家裡丟失的兔子有驚無險的找回來了,朱月娘才後知後覺的知道了這事。
她聽薛柳說完發生的事,平時好脾氣的朱月娘都拍案罵人了,“我們去找村長,這村裡竟然還有這麼不要臉的人!這日後日子還怎麼過,每日提心吊膽的防賊嗎?”
朱月娘氣勢洶洶的拉著薛興富,恨不得立馬就殺上門去好討個公道!
薛興富也氣的不輕,他們家在村裡一直老實本分,從不主動招惹是非,怎麼能如此次次欺辱到他們頭上?
薛興富起身就往外走,激憤的說:“必須去討個說法,這事不能這麼輕易算了!”
薛柳攔住他們:“不用去了,我剛回來路上路過村長家,已經將事情經過都跟趙村長說了。”
朱月娘先是一愣,轉而又不放心道:“那村長怎麼說?”
“阿娘,放心吧。”薛柳神秘的衝她眨眨眼睛,湊過去悄悄說:“薛米韜抱著兔子一路哭過去的,應該大半個村子都知道了吧。”
朱月娘驚愕的低頭看向站她腿邊的薛米韜,剛才他們一回來的時候,朱月娘就發現了薛米韜眼睛紅紅的,她以為是被氣的,原來是哭的?
薛米韜點點頭,小手下意識揉揉自己的屁股蛋兒,委屈巴巴的說:“我哭不出來,阿姐還掐我來著。”
薛興富好笑的攬住薛米韜,“都大了一歲了,怎麼還這麼愛哭?”
薛米韜不服氣,刺溜一下從親爹懷裡退出來,挺著單薄的小胸膛,“我才沒哭,阿姐說這叫演戲!”
薛柳笑著給他豎大拇指,又開口勸薛興富:“阿爹,不用咱家自己出頭,自有人會替我們教訓趙成俊的。”
趙成俊跟趙村長家是不出五福的親戚關係,指著趙村長出麵替他們做主,還不如乾脆撕了遮羞布,直接將他偷東西的事公之於眾。
至於村裡人信不信,懷疑她手上有沒有證據,誰在乎?
造謠一張嘴,誰沒有?
再說她說的都是事實罷了,人證物證俱全。
這趙成俊在村裡人嫌狗厭的,她相信隻要消息一出,落井下石的人絕不在少數,就讓輿論來的更猛烈些吧。

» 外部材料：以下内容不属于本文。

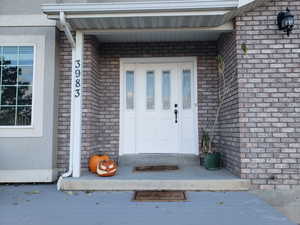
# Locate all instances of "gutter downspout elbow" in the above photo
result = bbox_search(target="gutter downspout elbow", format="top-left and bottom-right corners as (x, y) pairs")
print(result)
(57, 11), (76, 191)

薛興富思索片刻,便也按下出門找人算賬的想法,先靜觀其變吧。
薛柳將受驚的兔子安頓好,忙碌的一早上就這麼充實的過去了,等快到午時用飯的時候,薛興貴和胡大明還沒有回來。
陳阿婆手裡握著一個繡繃,坐在院裡繡帕子,看薛柳時不時擔心的朝院外張望的樣子,笑著安慰說:“他倆上山去了,說要挖什麼樹回來,栽後院裡防賊呢。”

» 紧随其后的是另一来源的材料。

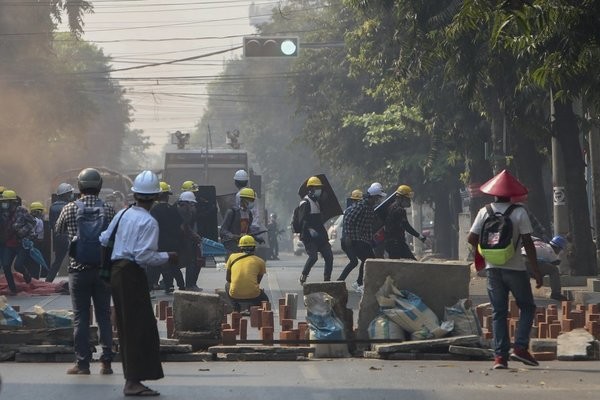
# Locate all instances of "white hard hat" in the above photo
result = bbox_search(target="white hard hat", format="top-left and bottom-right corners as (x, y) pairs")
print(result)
(56, 182), (73, 196)
(367, 182), (387, 197)
(131, 171), (160, 194)
(233, 169), (248, 181)
(179, 192), (196, 203)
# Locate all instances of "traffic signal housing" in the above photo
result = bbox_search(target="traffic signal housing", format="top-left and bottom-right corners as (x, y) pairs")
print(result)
(244, 36), (298, 58)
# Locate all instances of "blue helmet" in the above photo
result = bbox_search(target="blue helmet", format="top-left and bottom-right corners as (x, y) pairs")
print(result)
(550, 235), (567, 250)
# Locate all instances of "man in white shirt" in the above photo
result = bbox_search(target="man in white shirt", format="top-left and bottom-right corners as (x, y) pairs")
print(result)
(100, 171), (177, 396)
(467, 170), (542, 369)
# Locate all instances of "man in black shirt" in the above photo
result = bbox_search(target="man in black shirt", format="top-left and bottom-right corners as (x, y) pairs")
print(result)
(148, 182), (185, 294)
(385, 185), (425, 260)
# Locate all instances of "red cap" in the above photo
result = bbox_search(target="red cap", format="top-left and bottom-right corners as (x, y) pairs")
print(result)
(479, 170), (528, 197)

薛柳:“那也該回來了……”她心裡有些擔心,怕兩人是不是遇到什麼事了。
她正說著,就聽院外傳來悉悉索索的聲響,聲音越來越近,也越來愈響,像是什麼沉重的東西拖在地上摩擦。
薛米韜本來正蹲在院門口專心致誌的用殘雪堆雪人,聽到動靜一抬頭,便大聲喊了起來:“小叔和胡大叔回來啦!”
薛柳出來一看,隻見薛興貴和胡大明兩人身形狼狽,衣服都被刮破了,臉上和胳膊上都是傷痕,絲絲的往外冒著鮮血。
兩人身上綁著麻繩,繩子的一端勒在肩膀上,另一端拴著兩棵小樹拖在身後,顯然就是這麼一路拖下山的。
薛柳大吃一驚,“怎麼回事?”
胡大明將身上的繩子一解,喘著粗氣就指著薛興貴罵上了:“你小叔突發奇想,就為了這幾棵樹,差點命沒交代了!”